The school was rated "high" on the School Accountability Reports released Tuesday by the Colorado Department of Education, much to the pleasure of building administrator Rhonda Sweetser.

"We were really hoping for the 'high' rating after we had the high CSAP scores," Sweetser said. "It's always exciting to see it come out and it be high. Our teachers and students are doing really well. It's another pat on the back."

School Accountability Reports, which are given to every public school in the state, rate a school on its academic performance and improvement. Those ratings are based primarily on Colorado Student Assessment Program test scores. CSAP tests are administered to all public school students in grades three through 12.

Hayden Middle School and Hayden High School received "average" ratings on their School Accountability Reports.

The elementary school's "high" rating was a marked improvement from last year's "low" rating. However, school and district officials say the "low" rating was attributable to administrative errors in CSAP test scoring.
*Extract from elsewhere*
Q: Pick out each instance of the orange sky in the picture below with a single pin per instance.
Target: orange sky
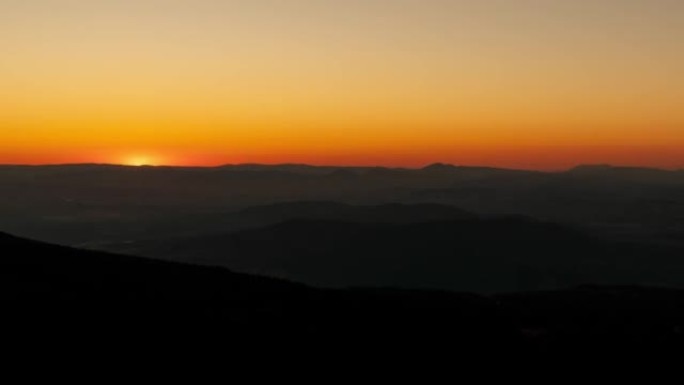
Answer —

The Department of Education assigns School Accountability Report ratings according to the following breakdown: the top 8 percent of elementary schools receive an excellent rating; the next 25 percent receive a high rating; the next 40 percent receive an average rating; the next 25 percent receive a low rating, and the bottom 2 percent receive an unsatisfactory rating.

The same formula is used for middle schools and high schools.

"In the next couple weeks, we'll be getting copies (of the School Accountability Reports), and they are then sent home to parents," Hayden Superintendent Mike Luppes said. "I think the information that the parents get out of it is very, very good."

Luppes said programs have been implemented at the middle school and high school in an effort to improve school ratings and student academic progress. No one is satisfied with an average rating or stable yearly academic growth, he said.

The improving coordination among staff members and the Professional Learning Communities in place are two positive steps in the right direction, Luppes said.

"They will begin to pay results," he said. "It's a slow process. It's not an overnight quick fix."

No Routt County school was rated low or unsatisfactory.